Support for Microsoft Azure and Google Cloud
We have already tested Hive on MR3 thoroughly on Amazon AWS (EMR and EKS). We plan to extend Hive on MR3 as necessary so that it runs seamlessly on Microsoft Azure and Google Cloud as well.
Backend for Amazon Fargate
Currently MR3 implements backends for Yarn and Kubernetes resource schedulers. Another resource scheduler under consideration is Amazon Fargate. Since its unit of resource allocation is containers, Amazon Fargate can make MR3 much less likely to suffer from over-provisioning of cluster resources than Yarn and Kubernetes. In conjunction with the support for autoscaling in MR3, the backend for Amazon Fargate may enable MR3 to finish the execution of DAGs faster (just by creating more containers as needed) while reducing the overall cost (just by deleting idle containers as soon as possible). The limiting factors, however, are the 10GB limit on disk volumes and no support for EFS PersistentVolume.
MapReduce on MR3 and Pig on MR3
MR3 is not designed specifically for Apache Hive. In fact, MR3 started its life as a general purpose execution engine, and it was only later that we decided to develop Hive on MR3 as a means of testing MR3 more thoroughly. As such, MR3 can easily execute MapReduce jobs which are converted to simple DAGs with two Vertexes. MR3 can also execute Pig jobs which can be converted to DAGs utilizing the Tez runtime. Thus, as new major applications of MR3, we plan to implement clients for MapReduce and Pig (MapReduce on MR3 and Pig on MR3). Then all the strengths of MR3, such as concurrent DAGs, cross-DAG container reuse, fault tolerance, and autoscaling, are automatically available when running MapReduce and Pig jobs, whether on Hadoop or on Kubernetes.
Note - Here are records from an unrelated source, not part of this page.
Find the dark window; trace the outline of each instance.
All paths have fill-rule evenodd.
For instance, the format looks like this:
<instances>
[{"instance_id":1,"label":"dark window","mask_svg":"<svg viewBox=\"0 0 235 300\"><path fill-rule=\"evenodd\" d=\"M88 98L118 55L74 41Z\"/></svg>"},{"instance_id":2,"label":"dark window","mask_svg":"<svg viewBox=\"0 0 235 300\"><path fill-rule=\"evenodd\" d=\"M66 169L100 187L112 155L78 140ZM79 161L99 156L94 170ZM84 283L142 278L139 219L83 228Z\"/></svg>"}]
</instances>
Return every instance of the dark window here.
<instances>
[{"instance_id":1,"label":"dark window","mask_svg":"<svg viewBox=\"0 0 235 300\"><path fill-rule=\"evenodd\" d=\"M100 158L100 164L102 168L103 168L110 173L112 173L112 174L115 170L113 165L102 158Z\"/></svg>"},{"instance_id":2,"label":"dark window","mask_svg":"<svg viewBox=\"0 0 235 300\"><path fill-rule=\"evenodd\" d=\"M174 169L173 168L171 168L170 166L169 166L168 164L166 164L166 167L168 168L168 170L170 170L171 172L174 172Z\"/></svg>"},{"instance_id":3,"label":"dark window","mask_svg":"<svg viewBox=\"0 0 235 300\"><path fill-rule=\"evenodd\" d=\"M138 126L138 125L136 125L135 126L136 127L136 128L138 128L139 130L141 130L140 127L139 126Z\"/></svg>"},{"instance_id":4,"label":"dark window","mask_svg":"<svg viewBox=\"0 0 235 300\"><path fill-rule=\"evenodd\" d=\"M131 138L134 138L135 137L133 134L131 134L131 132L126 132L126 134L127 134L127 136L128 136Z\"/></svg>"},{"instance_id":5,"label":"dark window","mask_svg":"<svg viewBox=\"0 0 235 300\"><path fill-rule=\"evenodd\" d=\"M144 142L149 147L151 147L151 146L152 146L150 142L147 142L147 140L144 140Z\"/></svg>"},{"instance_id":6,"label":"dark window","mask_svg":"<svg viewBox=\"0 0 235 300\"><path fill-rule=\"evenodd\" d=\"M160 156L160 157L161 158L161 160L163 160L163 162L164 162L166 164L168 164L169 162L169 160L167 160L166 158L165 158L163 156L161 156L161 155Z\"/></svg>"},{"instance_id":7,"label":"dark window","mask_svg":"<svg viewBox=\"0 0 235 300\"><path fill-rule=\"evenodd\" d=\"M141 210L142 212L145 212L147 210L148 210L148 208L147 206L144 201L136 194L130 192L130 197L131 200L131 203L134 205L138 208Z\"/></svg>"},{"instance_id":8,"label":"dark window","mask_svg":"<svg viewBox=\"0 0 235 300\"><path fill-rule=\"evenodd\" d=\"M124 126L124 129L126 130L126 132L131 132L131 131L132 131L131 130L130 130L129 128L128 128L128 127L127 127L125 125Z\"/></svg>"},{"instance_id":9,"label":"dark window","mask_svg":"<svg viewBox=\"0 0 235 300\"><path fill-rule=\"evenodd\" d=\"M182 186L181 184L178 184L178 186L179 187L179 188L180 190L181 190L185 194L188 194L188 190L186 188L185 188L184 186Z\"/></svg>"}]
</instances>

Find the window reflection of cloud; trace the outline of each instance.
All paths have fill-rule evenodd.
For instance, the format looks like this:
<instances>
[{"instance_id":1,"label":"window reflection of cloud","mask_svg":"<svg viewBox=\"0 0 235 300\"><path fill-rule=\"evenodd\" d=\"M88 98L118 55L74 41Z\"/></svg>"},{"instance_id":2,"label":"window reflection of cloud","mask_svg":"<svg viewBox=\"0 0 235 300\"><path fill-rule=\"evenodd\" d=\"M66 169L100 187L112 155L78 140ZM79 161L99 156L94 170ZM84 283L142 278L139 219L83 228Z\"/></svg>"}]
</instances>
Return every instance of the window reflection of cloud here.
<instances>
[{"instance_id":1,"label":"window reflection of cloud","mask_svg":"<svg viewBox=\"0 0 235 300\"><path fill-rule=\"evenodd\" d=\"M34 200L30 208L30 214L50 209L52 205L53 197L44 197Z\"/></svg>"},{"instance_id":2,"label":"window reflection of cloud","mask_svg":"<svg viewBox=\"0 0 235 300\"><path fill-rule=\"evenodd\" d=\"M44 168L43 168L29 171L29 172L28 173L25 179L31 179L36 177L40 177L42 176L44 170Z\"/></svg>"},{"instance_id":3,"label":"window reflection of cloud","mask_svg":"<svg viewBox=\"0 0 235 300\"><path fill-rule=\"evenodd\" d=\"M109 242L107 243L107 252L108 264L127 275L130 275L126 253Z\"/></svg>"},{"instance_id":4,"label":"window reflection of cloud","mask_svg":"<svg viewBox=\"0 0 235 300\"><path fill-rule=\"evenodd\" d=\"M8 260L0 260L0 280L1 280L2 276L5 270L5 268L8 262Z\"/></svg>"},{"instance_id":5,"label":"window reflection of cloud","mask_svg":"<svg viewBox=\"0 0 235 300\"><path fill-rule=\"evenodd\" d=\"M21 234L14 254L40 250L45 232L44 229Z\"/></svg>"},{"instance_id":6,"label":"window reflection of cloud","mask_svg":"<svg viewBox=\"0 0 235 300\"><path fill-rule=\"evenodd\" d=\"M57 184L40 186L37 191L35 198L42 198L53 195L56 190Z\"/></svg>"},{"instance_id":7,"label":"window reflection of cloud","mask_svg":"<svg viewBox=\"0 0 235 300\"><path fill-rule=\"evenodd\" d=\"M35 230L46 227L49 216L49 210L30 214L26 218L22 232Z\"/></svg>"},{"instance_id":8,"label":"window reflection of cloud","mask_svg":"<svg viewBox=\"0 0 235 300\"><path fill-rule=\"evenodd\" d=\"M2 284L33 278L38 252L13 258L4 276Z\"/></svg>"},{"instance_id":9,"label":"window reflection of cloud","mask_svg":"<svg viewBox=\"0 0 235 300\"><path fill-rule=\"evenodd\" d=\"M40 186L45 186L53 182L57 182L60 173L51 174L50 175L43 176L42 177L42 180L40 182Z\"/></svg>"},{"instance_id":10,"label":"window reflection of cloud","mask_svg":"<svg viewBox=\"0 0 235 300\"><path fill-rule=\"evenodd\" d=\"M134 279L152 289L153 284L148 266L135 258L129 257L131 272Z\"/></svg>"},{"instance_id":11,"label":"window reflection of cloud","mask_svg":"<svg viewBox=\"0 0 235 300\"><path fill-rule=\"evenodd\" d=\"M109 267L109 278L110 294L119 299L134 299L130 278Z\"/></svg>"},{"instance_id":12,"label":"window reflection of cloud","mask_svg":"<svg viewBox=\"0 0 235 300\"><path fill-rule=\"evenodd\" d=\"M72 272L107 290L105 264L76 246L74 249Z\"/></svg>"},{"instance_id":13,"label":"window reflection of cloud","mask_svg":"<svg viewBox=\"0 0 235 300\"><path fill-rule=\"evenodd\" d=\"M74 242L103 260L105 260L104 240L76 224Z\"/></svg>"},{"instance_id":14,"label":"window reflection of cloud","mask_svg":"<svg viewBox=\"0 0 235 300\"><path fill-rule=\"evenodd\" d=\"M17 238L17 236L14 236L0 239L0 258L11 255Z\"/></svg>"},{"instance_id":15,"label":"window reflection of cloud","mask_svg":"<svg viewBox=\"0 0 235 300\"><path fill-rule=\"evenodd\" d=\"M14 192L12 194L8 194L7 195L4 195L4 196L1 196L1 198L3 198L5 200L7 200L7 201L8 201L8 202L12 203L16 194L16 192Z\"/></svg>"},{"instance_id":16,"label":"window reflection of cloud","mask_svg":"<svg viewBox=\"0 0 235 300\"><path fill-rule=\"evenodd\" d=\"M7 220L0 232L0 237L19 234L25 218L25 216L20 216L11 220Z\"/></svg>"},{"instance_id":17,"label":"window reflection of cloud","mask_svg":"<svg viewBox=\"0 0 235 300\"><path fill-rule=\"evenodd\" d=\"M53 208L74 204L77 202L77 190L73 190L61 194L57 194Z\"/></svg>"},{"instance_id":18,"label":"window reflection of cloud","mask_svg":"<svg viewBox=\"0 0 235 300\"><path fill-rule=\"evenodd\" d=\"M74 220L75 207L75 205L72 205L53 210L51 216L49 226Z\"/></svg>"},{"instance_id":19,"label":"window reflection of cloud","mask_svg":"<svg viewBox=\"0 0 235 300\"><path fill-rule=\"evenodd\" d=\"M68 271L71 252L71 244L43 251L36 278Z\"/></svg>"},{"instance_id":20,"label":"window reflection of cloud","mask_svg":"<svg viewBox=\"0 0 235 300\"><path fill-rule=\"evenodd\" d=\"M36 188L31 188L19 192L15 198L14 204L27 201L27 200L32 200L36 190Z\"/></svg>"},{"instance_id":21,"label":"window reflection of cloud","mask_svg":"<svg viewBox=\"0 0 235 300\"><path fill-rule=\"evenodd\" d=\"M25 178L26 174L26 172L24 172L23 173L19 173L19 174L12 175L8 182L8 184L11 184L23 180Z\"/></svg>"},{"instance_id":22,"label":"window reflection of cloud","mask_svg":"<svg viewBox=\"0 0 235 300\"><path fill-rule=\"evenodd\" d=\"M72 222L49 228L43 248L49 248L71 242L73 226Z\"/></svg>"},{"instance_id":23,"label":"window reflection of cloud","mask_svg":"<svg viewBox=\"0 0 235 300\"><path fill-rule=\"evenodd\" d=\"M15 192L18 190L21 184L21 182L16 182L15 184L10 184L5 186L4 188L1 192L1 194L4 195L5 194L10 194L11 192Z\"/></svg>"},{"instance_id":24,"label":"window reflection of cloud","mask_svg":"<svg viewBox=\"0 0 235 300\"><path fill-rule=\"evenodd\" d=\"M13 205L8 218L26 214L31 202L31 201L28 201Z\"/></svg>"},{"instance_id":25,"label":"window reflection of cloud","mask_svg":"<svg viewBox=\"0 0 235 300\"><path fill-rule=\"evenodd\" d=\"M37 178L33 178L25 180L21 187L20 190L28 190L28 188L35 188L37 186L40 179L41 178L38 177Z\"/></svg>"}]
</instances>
Since multiple clients can connect to a common DAGAppMaster, we can even share ContainerWorkers among Hive, MapReduce, and Pig jobs without having to maintain three separate clusters!
Support for Java 11 and higher
Java is evolving fast, but MR3 still requires Java 8. On Hadoop, it is not easy to migrate to a higher version such as Java 11 because of potential dependency problems. On Kubernetes, however, it suffices to check dependency problems in a local cluster. Thus we plan to upgrade MR3 to use Java 11 or higher, and experiment with it on Kubernetes. In particular, new garbage collectors available in recent versions of Java (such as Shenandoah and ZGC) may be able to instantly boost the performance of MR3 for free.